With misted mountains and emerald fjords, ancient fern-riddled forests and cascading waterfalls, and kilometers of black and white sand beaches; New Zealand is privileged to count itself among one of the most naturally beautiful countries in the world. As such, this manifold land rife with majesty just begs visitors to walk its many trails, making for a haven for hikers, outdoors people and the average adventurer.
Tongariro National Park
As the first, and easily the most popular, national park in New Zealand, Tongariro is renowned for its surprises and its extremes. Tongariro's biggest attraction is its three active volcanoes: Mount Ruapehu, Mount Ngaurohe and Mount Tongariro. However, the park's diverse range of ecosystems also includes tranquil lakes, herb fields, untamed forests and desert-like plateaus. In the winter, the park is transformed into a series of ski hills, but the summer makes for perfect hiking through the expansive wilderness. Visitors can enjoy hiking through mountainous terrain, past cooling lava fields or just enjoying the view of the horizon from seemingly endless scrub land.
Although the Coromandel Peninsula is prized for its white sand beaches and crystal clear blue water, the peninsula itself makes for a stunning walk.
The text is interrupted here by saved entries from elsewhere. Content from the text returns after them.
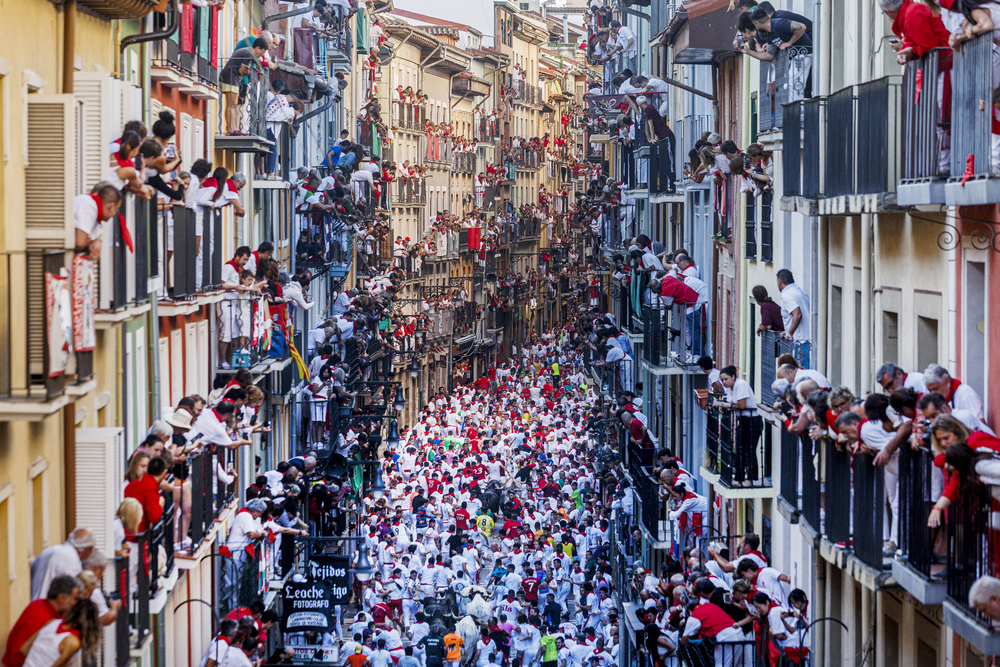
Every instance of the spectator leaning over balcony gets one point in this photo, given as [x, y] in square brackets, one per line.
[59, 559]
[147, 491]
[123, 172]
[59, 640]
[958, 395]
[64, 592]
[795, 313]
[231, 78]
[933, 404]
[785, 33]
[984, 596]
[625, 42]
[770, 312]
[749, 427]
[891, 377]
[231, 287]
[107, 611]
[89, 212]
Showcasing yet another piece of New Zealand's diverse landscape, the peninsula is covered with hilly rainforest. Unlike most rainforests, Coromandel Peninsula's forests are temperate and home to a number of wildlife. Before starting a day at the beach in Auckland's favourite beach time getaway, be sure to work up a sweat exploring forest that is overflowing with wildlife.
The beaches on the Coromandel Peninsula hold their own adventure. One of the major attractions of the area is a hot water beach where hot springs trickle out through the sand when the tide is low. Visitors can bring their own shovel (or rent one) and dig up their own natural spa pool from the sand. The natural hot springs, kilometers of perfect sand, rainforest and rich diving off the coast are certain to make visitors want to stay on Coromandel Peninsula for their whole trip in New Zealand.
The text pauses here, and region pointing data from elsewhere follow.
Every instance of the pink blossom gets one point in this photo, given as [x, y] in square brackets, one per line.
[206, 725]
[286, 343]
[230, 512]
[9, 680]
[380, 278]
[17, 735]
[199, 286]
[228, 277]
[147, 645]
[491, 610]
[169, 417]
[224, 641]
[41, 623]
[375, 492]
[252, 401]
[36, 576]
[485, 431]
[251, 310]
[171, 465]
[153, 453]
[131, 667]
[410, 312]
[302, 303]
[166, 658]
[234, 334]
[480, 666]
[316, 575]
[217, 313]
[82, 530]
Franz Josef and Fox Glaciers
The Franz Josef and Fox Glaciers sit 20 kilometers away from each other on the South Island's west coast. These remnants for the last ice age are among the most easily accessible glaciers in the world, making both guided and unguided walks possible there. Fox Glacier hosts a series of fascinating ice caves that burrow through some of the thickest chunks of ice while the Franz Josef Glacier tapers so low to the ground visitors can walk through the grasslands and right up onto the ice. Heli-tours are popular over the glacier and some parts are only accessible through ice climbing, but those with a series urge to see New Zealand's most chilly attractions can enjoy hiking on or in between them.
Bay of Islands
The Bay of Islands is one of the most popular holiday destinations for the residents of New Zealand. This absolutely picturesque area contains an array of 144 islands, some of which only accessible by boat while others remain connected together. The island feature exponentially more secluded bays and small sandy beaches, making this a particularly popular spot for sailing yachts. For those that want to walk the islands, several are chained to the mainland as well as other islands by thin sand bars or shallow tide pools that make them accessible by foot during low tide. Those who decide to take to the water are also treated to an abundance of marine life such as dolphins, whales and penguins that live in the area.
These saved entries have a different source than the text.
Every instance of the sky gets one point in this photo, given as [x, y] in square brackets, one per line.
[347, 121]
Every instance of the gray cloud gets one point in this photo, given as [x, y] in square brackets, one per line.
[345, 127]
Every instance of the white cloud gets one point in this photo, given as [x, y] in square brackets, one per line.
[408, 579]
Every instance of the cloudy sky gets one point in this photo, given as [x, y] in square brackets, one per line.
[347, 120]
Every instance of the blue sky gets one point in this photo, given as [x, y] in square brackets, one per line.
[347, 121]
Wai-O-Tapu is New Zealand's thermal wonderland. The park hosts numerous geysers and hot springs, but is particularly renowned for its colourful appearance. The numerous hot springs come in all different colours from green to red, yellow and orange. Unfortunately, many are too hot for a soothing dip but the steaming hot pools, sparse forests and rock formations are a thrill to explore on foot. One of the best attractions in Wai-O-Tapu is the Lady Knox Geyser. The Lady Knox erupts once a day at 10:15 a.m., like clockwork. The eruption reaches a of height of 20 meters, but the eruption lasts for well over an hour.
Abel Tasman National Park
Located on the northern tip of New Zealand's South Island, the vast Abel Tasman National Park is a hiker's dream. Closed off to vehicles, visitors can only enter by boat, foot or small plane, but the trip is well worth it. Home to one of New Zealand's Great Walks, one of many long distance hiking trails through the country's most beautiful spots, visitors to Abel Tasman National Park can hike mountainous terrain, dense forest or enjoy endless barren stretches of abandoned white sand beach lined by some of the bluest water in the world. This protected national park is also home to a number of New Zealand's most precious wildlife including blue penguins, wekas, and other rare birds.